Helicobacter pylori eradication: efficacy and side effect profile of a combination of omeprazole, amoxycillin and metronidazole compared with four alternative regimens.

作者信息

Bell G D, Powell K U, Burridge S M, Bowden A N, Rameh B, Bolton G, Purser K, Harrison G, Brown C, Gant P W

机构信息

Department of Medicine, Ipswich Hospital, UK.

出版信息

Q J Med. 1993 Nov;86(11):743-50.

PMID:8265776
Abstract

We evaluated eradication of Helicobacter pylori infection in 263 patients by a new 14-day regimen of omeprazole 40 mg mane (a gastric secretory inhibitor) plus two antibiotics: amoxycillin 500 mg three-times daily (tds) plus metronidazole 400 mg tds.
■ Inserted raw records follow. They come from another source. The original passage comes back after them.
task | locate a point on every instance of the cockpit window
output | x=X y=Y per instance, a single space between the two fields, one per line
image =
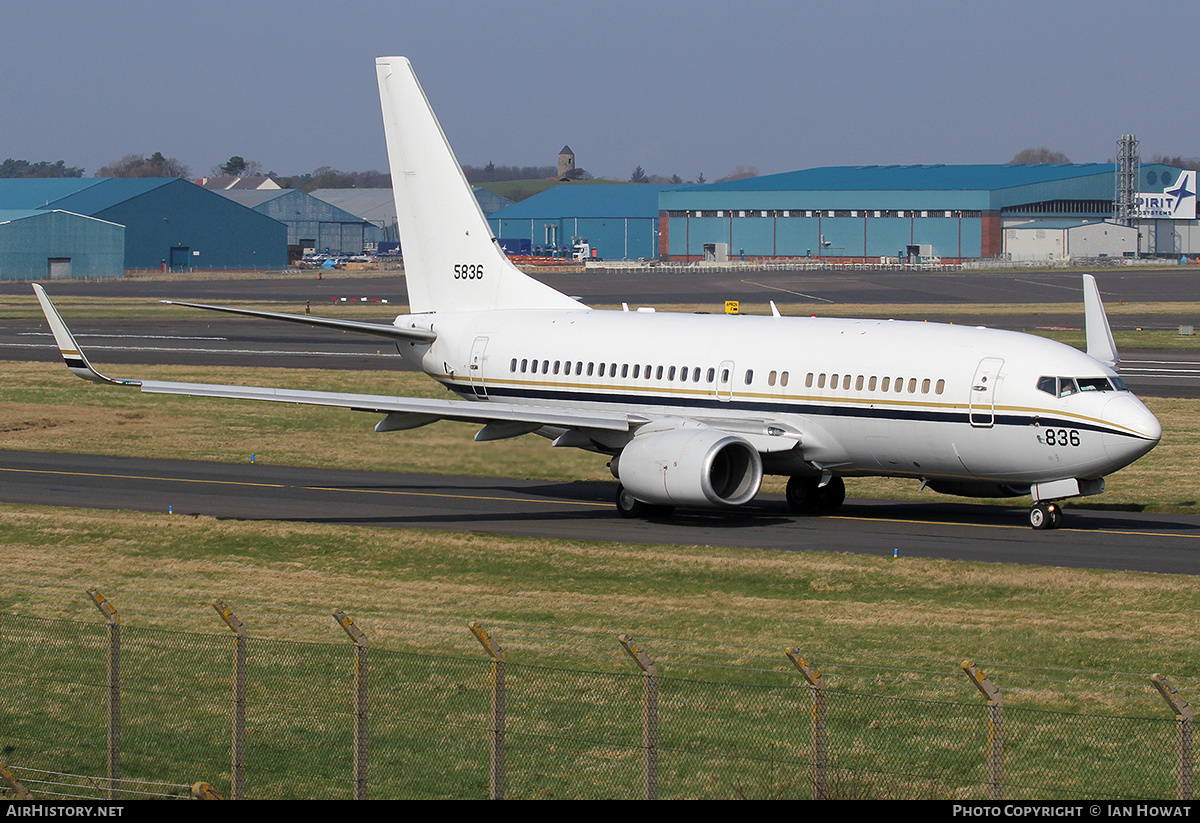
x=1063 y=386
x=1095 y=384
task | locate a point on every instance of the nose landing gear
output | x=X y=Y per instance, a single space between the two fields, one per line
x=1045 y=516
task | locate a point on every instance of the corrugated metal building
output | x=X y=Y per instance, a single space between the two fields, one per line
x=39 y=244
x=619 y=221
x=312 y=223
x=168 y=221
x=883 y=211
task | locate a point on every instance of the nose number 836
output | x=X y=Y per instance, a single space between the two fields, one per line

The comparative groups included updated results of our previous work with a 14-day course of either standard triple therapy (STT, colloidal bismuth subcitrate 120 mg four times daily (qds) plus tetracycline 500 mg qds and metronidazole 400 mg tds), omeprazole 40 mg once daily plus amoxycillin 500 mg tds (OA), or two modified triple therapy: either Borody's (BTT) of all three components (colloidal bismuth subcitrate 120 mg, tetracycline 500 mg, metronidazole 200 mg) qds instead of tds, or Logan's (LTT) seven-day therapeutic regimen of colloidal bismuth subcitrate 120 mg qds, amoxycillin 500 mg qds and, for the last three days, metronidazole 400 mg five times daily. Omeprazole/amoxycillin/metronidazole (OAM) therapy was better tolerated than STT (course completion 98.1% vs. 81.4%, p < 0.001). H. pylori was eradicated by OAM therapy in 53/55 (96.4%) patients with metronidazole-sensitive organisms and in 54/72 (75.0%) with metronidazole-resistant isolates (p < 0.01). The respective corresponding rates for STT and OA therapy were 20/22 (90.9%) and 14/29 (48.3%), (metronidazole-sensitive organisms) and 7/21 (33.3%) and 15/31 (48.4%) (infections resistant to metronidazole). BTT and LTT were also better tolerated than STT. The eradication rate for BTT was 23/26 (88.5%) but that for LTT, the best tolerated of the five treatment regimens, was only 19/28 (67.9%) when pretreatment isolates were metronidazole-sensitive.(ABSTRACT TRUNCATED AT 250 WORDS)

摘要

我们采用一种新的14天治疗方案,即奥美拉唑40毫克晨服(一种胃分泌抑制剂)加两种抗生素:阿莫西林500毫克每日三次(tds)加甲硝唑400毫克tds,对263例患者的幽门螺杆菌感染根除情况进行了评估。比较组包括我们之前工作的更新结果,采用的治疗方案有:14天疗程的标准三联疗法(STT,枸橼酸铋钾120毫克每日四次(qds)加四环素500毫克qds和甲硝唑400毫克tds)、奥美拉唑40毫克每日一次加阿莫西林500毫克tds(OA),或两种改良三联疗法:一种是博罗迪疗法(BTT),所有三种成分(枸橼酸铋钾120毫克、四环素500毫克、甲硝唑200毫克)均为qds而非tds;另一种是洛根疗法(LTT),枸橼酸铋钾120毫克qds、阿莫西林500毫克qds,最后三天加用甲硝唑400毫克每日五次的7天治疗方案。奥美拉唑/阿莫西林/甲硝唑(OAM)疗法的耐受性优于STT(疗程完成率98.1%对81.4%,p<0.001)。对于甲硝唑敏感菌株,OAM疗法在53/55(96.4%)例患者中根除了幽门螺杆菌;对于甲硝唑耐药菌株,在54/72(75.0%)例患者中根除了幽门螺杆菌(p<0.01)。STT和OA疗法的相应比率分别为20/22(90.9%)和14/29(48.3%)(甲硝唑敏感菌株),以及7/21(33.3%)和15/31(48.4%)(甲硝唑耐药感染)。BTT和LTT的耐受性也优于STT。当预处理菌株对甲硝唑敏感时,BTT的根除率为23/26(88.5%),但LTT(五种治疗方案中耐受性最佳的)的根除率仅为19/28(67.9%)。(摘要截选至250字)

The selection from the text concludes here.